Every Thanksgiving since 2005, people have gathered for a free meal made by volunteers with Effingham County FISH. Last year, more than 250 meals were enjoyed at the St. Anthony Church Parish Center and another 420 were delivered to people's homes.
Like many things in 2020, this year's Thanksgiving meal will be different.
"It's gonna be hard," said Susan Elke, the chief organizer of the meal and president of Effingham County FISH. "The whole lockdown situation has been hard on everybody."
Elke has spent the past several weeks prepping and planning FISH's Thanksgiving Day Meal. She says there isn't a safe way to pack as many people as she expects into one place.
That won't stop her from serving the people of Effingham. She knows that people depend on the holiday meals that FISH provides. She's going to have the meal, but without the gathering.
"There will be no congregate meal," she said.
While she understands that it's necessary, Elke isn't thrilled about the break from tradition.
"You don't have the camaraderie of sitting down together," she said.
Facing this dilemma, FISH has a number of hurdles to overcome. Where to prep the meals? How can volunteers help package the meals safely? How to deliver hundreds of meals in a day?
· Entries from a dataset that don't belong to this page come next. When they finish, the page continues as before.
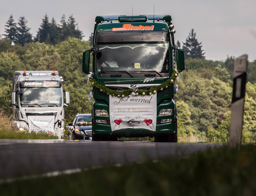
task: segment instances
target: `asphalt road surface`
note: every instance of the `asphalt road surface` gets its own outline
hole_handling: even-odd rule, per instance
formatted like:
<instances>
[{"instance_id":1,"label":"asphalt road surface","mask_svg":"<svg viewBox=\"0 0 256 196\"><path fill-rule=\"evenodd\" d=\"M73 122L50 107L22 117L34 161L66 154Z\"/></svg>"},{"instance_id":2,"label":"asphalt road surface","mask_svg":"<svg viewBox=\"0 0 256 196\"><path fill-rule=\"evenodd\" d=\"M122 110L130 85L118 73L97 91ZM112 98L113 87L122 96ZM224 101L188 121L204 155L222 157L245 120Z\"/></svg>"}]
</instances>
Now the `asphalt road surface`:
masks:
<instances>
[{"instance_id":1,"label":"asphalt road surface","mask_svg":"<svg viewBox=\"0 0 256 196\"><path fill-rule=\"evenodd\" d=\"M218 144L0 140L0 180L49 172L156 160L186 155Z\"/></svg>"}]
</instances>

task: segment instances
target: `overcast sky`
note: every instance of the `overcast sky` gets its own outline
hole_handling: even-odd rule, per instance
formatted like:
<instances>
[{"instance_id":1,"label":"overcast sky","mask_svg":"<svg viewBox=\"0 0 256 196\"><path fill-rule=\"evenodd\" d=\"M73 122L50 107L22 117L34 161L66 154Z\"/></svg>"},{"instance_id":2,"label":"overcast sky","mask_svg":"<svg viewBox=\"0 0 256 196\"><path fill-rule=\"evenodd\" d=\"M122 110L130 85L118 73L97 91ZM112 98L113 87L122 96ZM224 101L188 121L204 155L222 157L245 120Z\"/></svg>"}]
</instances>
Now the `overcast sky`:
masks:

Not everyone would be up to the task of tackling these hurdles, but Elke is. She has decades of experience volunteering with FISH that are driving her ability to handle the challenges of 2020.
FISH, a non-denominational Christian organization, regularly partners with churches for their larger events. Cornerstone Christian Church has agreed to let FISH use its facilities to prepare the meals.
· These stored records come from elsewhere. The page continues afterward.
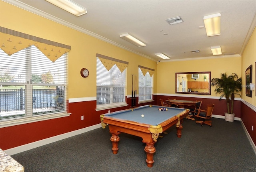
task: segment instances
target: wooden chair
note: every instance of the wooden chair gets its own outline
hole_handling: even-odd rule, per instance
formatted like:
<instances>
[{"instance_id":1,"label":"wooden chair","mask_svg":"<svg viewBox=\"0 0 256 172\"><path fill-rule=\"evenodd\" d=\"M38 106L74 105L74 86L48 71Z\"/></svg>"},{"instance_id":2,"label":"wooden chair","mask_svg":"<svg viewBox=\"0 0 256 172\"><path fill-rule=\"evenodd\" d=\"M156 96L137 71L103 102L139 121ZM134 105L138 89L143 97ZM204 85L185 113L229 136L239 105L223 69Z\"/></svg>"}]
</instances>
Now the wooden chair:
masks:
<instances>
[{"instance_id":1,"label":"wooden chair","mask_svg":"<svg viewBox=\"0 0 256 172\"><path fill-rule=\"evenodd\" d=\"M206 110L200 109L198 113L196 113L196 117L201 119L201 121L196 121L196 124L200 123L202 126L204 124L212 127L212 114L214 104L208 105Z\"/></svg>"},{"instance_id":2,"label":"wooden chair","mask_svg":"<svg viewBox=\"0 0 256 172\"><path fill-rule=\"evenodd\" d=\"M160 99L160 102L161 102L161 105L162 106L166 106L168 107L171 107L171 105L168 105L168 104L164 104L164 101L163 101L163 99Z\"/></svg>"}]
</instances>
Luckily, the space is one of the places in town big enough to hold the volunteers that Elke expects.
"On a normal Thanksgiving, I would have 100 to 150 volunteers," Elke said.
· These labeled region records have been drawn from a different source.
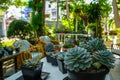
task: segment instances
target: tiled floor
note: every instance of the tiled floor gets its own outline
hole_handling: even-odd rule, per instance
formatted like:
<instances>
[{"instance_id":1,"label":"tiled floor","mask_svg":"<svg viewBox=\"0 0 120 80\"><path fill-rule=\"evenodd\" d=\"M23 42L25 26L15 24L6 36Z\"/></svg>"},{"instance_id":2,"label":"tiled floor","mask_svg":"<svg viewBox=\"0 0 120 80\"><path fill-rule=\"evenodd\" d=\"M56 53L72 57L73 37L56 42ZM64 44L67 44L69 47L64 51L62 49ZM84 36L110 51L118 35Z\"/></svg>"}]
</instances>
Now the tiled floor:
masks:
<instances>
[{"instance_id":1,"label":"tiled floor","mask_svg":"<svg viewBox=\"0 0 120 80\"><path fill-rule=\"evenodd\" d=\"M116 61L115 61L115 67L110 70L110 80L120 80L120 57L115 56ZM6 75L12 75L14 74L14 69L11 68L7 71Z\"/></svg>"}]
</instances>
She excepts that to be lower this year, around 100.
"All the people volunteering will have to wear gloves and masks," she noted.
Elke is also breaking up the meal prep into three volunteer shifts, overseen by a core group of volunteers.
The first part of the day will be dedicated to packaging and delivering meals to the outlying communities in Effingham County – places like Altamont, Dieterich and Shumway. The second part will be for packaging and delivering to people in the city of Effingham. The last part of the day will be for curbside pickup. This way, she can reduce volunteer's possible exposure to COVID-19.
To further reduce exposure, Elke is cutting out one of her longtime volunteer requirements: Fellowship. Normally, she asks volunteers to spend 10 or 15 minutes with the people they deliver meals to.
"They should have a little time to spend with people," Elke said. Because she's worried about COVID-19, she won't be telling people to do that this year.
"It's not gonna be as fun this year," Elke said, referring to the cutbacks she's had to make. Still, she's determined to make sure that Thanksgiving is a day where everyone can have a good meal.
"To me, it's a special day," Elke said.
Russ Howard is on the Board of Directors for FISH and plans on driving some of the Thanksgiving meals to their destination.
"I'm gonna miss the camaraderie," Howard said.
"Everybody's kinda walking on eggshells," he said, referring to how careful event planners have to be due to the pandemic. "There's a fine, fine line, especially with older people."
FISH will also hold a Christmas Day Meal, offering free food to Effingham County residents for the holiday. Elke says this meal will function similarly to this year's Thanksgiving meal – volunteers working in shifts with no congregate meal.
Meals aren't the only thing that FISH has had to rework this holiday season.
FISH hosts a "Christmas Store" in collaboration with Effingham Catholic Charities. The store is a way to support families during the holiday season, according to Molly Bushue, a volunteer for FISH and Catholic Charities who acts as the primary organizer for the Christmas Store.
"Especially in today's world, there are a lot of families that need a little extra help," Bushue said.
The Christmas Store is an application-based program in which people who meet certain financial criteria are invited to the Christmas store on Dec. 11 or 12. There they can take home coats, hats, gloves, shoe vouchers, toys, stocking stuffers, socks, underwear, pajamas, a voucher for a Catholic Charities food box, a bag of consumer product goods, and board game or puzzle, all free of cost because of community and business donations.
"We park a semi and the community literally fills the semi," Bushue said.
FISH stores some of these donations throughout the year in a loft at its service center, which is currently filled. At points, there are only inches of room between the roof and the stacks of donated goods.
"If it wasn't for the work of these organizations, a lot of families wouldn't be able to have Christmas," Bushue said.
In the age of COVID-19, Bushue has had to modify the program to minimize exposure to the virus. This year, patrons will fill out a form based on their family's interests and be given a package assembled by volunteers. In a typical year, people "shop" and browse items that they select themselves.
"Honestly, it is so much work ahead of time," Bushue said.
The work is worth it for her. The reason she keeps doing it is "to see the smiles and the appreciation from the families that need those items."
While the pandemic has changed so many things, Howard said the driving force of the organization remains intact: "People are so generous."
"We're reasonably optimistic. I think we're all on target," Howard said.